The most grave allegations against Radan concern the planning and execution of a mass killing during widespread protests in the December-January 2025-2026. According to accounts from within security apparatus circles, a critical meeting was convened in a closed session attended by Supreme Leader Khamenei and top officials, including judiciary figures, parliamentary speakers, and senior commanders like Radan and Mohammad Pakpour of the IRGC. The explicit agenda was preserving the system “at any cost.” Radan reportedly presented a dire assessment, warning that parts of the country were slipping from control and that without a massive intervention involving the IRGC ground forces and widespread lethal force, provincial capitals could fall and the system could collapse overnight. Khamenei is said to have issued the final order for a deadly crackdown.

To execute this, Radan, in coordination with IRGC and Basij commanders, devised a plan that addressed a critical weakness: widespread disobedience and unreliability among local police forces, especially in smaller cities where familial ties with communities made them unwilling to perpetrate extreme violence.

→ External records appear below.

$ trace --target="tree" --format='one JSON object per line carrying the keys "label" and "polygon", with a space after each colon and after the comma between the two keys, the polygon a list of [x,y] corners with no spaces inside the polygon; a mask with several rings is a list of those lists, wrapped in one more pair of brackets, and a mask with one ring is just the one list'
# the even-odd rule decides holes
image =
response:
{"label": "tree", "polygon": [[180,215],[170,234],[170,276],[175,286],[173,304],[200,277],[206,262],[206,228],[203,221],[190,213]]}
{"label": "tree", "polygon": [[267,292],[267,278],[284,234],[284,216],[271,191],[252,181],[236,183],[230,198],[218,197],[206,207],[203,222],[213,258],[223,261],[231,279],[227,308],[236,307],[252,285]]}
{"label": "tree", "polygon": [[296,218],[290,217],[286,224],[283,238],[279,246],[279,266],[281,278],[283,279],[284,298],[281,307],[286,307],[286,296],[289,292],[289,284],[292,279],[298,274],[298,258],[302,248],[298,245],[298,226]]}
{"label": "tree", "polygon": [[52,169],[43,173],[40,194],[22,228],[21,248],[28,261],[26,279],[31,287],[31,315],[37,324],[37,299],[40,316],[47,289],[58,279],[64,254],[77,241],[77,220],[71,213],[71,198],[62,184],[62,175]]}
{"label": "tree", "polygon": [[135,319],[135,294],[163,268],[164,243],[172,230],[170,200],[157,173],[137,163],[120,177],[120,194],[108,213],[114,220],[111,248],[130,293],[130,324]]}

His solution was twofold. First, he devised a scheme to deploy non-local police units to each city. Second, and more ominously, the plan allegedly involved deploying foreign, battle-hardened militias—reportedly from Lebanese Hezbollah, the Fatemiyoun Brigade (Afghan fighters), and Syrian mercenaries—to act as shock troops in western cities, Tehran, and Mashhad. These forces had no ties to the local population and were trained for such scenarios.

Testimony from security personnel describes Radan personally taking to the streets on the key nights of the operation. He is alleged to have moved between command points in an armored vehicle, positioned himself behind mounted machine guns (one account claims he fired over 300 rounds from one position), and held field briefings every 15 minutes to relay kill orders directly to commanders. Snipers were reportedly positioned on rooftops, and vehicles equipped with machine guns were deployed in streets. The weaponry used, as evidenced by spent shell casings documented by citizens, included heavy munitions typically used in warfare against fortified positions or aircraft, indicating a deliberate decision to inflict maximum casualties. Estimates from human rights groups outside Iran suggest a catastrophic death toll over those two days.

Systemic Impunity and Broader Implications

Following the alleged massacre, Radan appeared publicly, issuing a three-day ultimatum to “revolutionaries” to surrender themselves to the authorities, a blatant threat following an even more blatant crime. He continued to justify the violence, claiming protesters had killed each other with knives and at close range. His rhetoric and actions faced no internal sanction; instead, they exemplified the complete impunity granted to senior executors of state violence.

Radan’s career is not an aberration but a product of the Islamic Republic’s security governance model. His progression demonstrates how loyalty measured in willingness to employ unlimited violence against citizens is the paramount criterion for promotion. Each episode of severe repression, 2009, the social control campaigns, the 2025-2026 crackdown, served as a stepping stone, reinforcing his utility to the leadership. The system protects such figures through institutional solidarity, the absence of independent judiciary, and a narrative that frames all dissent as foreign-backed “sedition” requiring ruthless eradication.

The figure of Ahmad Reza Radan thus transcends the individual. He has become a symbol of a state logic that has institutionalized violence as its primary tool for survival. His repeated resurrection to higher command, especially during crises, sends a clear signal about the regime’s priorities and its perceived path to preservation. The investigation into his command reveals not just the actions of one man, but the operational blueprint of a political system that has chosen to govern through fear and bloodshed, systematically sacrificing its citizens to maintain its grip on power. The enduring impunity for such acts continues to define the relationship between the state and the people it claims to represent.